Bu noktada güven, karşılıklı bir dansa dönüşür: İçsel sağlamlık ilişkiye yansır, ilişkideki güven de kişisel güveni güçlendirir. Eğer kendimize güvenmeye gönüllü olursak, zaten kimin hayatımızda ne için güvenilir olup olmadığını da daha iyi tartıp fark edebiliriz.
Bedensel Güven
Güven duygusu yalnızca zihinsel bir inanç değil, aynı zamanda bedende hissedilen bir deneyimdir. Bedensel güven hissedildiğinde sinir sistemi regülasyona girer. Sempatik sistem (kaç-savaş modu) geri çekilir, parasempatik sistem (dinlen-hazmet modu) devreye girer. Kalp atışı yavaşlar, nefes derinleşir, kaslar gevşer. Beden “tehlike yok” mesajını alır.
Güvenlik sinyalleri sosyal temasla da güçlenir. Sevdiğiniz biriyle göz teması kurmak, sarılmak, dokunmak ya da sadece yanında olmak oksitosin salgısını artırır. Oksitosin ise bedene “rahat ol, burası güvenli” mesajı verir.

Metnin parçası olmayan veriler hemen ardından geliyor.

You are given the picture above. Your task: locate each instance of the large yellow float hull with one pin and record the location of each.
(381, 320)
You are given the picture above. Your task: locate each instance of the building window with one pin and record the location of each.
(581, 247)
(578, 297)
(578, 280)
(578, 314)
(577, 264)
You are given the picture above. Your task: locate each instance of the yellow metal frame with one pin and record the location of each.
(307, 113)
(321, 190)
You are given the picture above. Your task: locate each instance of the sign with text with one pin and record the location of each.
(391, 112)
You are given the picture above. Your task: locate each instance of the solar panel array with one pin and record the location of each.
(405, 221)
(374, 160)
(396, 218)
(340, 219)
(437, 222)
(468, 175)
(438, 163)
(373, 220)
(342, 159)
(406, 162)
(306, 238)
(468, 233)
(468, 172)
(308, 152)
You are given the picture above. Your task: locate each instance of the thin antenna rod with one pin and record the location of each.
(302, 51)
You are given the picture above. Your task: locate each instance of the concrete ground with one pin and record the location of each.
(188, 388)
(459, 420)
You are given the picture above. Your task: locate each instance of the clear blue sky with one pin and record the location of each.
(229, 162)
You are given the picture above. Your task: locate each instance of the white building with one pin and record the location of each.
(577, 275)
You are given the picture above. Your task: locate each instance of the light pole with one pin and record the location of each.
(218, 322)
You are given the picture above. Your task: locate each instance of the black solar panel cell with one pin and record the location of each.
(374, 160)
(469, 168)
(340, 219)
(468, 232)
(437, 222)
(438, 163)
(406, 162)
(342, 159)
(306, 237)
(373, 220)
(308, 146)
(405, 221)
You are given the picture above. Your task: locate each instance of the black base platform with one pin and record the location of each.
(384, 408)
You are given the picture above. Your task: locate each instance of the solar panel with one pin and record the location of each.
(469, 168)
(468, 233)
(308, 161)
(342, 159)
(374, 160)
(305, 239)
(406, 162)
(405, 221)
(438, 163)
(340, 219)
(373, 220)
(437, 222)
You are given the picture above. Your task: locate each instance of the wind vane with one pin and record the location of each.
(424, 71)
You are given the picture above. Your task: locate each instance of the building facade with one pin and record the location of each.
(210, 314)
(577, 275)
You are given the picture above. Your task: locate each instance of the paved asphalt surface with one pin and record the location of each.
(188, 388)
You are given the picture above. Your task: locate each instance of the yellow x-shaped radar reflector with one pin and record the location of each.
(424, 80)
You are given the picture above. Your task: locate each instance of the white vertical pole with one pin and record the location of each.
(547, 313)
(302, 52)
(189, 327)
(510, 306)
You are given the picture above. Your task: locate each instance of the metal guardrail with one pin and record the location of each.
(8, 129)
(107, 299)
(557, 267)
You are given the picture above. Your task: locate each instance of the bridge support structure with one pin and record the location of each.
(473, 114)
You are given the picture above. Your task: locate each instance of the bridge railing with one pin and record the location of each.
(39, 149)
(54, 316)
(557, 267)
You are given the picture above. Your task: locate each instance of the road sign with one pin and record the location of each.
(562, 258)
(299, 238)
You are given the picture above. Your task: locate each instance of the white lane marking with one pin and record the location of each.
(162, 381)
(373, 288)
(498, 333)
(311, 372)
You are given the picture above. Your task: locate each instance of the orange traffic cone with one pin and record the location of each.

Bazen önce zihin güveni kurar ve beden rahatlar; bazen de bedene güven sinyali verdiğinizde (nefes, gevşeme, temas) zihin “tamam, burası güvenli” der. Yani güven, zihinsel ve bedensel olarak iki yönlü bir etkileşimdedir.
Toplumsal Güven
Güven yalnızca bireysel ya da ilişkisel bir ihtiyaç değil, aynı zamanda toplumsal yaşamın da temel direklerinden biridir. Bir toplumda insanlar birbirine, kurumlara ve kurallara güven duyduğunda ortak yaşam daha huzurlu ve üretken olur.
Trafikte kurallara uyulacağına dair inanç, alışverişte aldatılmayacağına dair güven, devletin adil davranacağına dair itimat… Bunlar olmadan insanlar sürekli teyakkuz halinde yaşar. Toplumsal güvenin zayıfladığı yerde şüphe, kutuplaşma ve kaos artar.
Oysa güvenin olduğu bir toplumda, bireyler yalnızca kendi hayatlarına değil, başkalarının hayatına da katkıda bulunmak ister. Çünkü herkesin iyi olmasının kendi iyiliğini de büyüttüğünü bilir.
Sonuç
Sonuçta güven, hem içimizde hem de aramızda örülen bir köprüdür. Kendimize duyduğumuz güven, ilişkilerimizi beslerken, ilişkilerdeki güven toplumsal huzuru güçlendirir. Bedenimizde, zihnimizde ve çevremizde hissettiğimiz güven duygusu, yaşamı daha keyifli ve genişletici kılar. Belki de güveni inşa etmek, insan olmanın en incelikli ve en değerli yolculuğudur.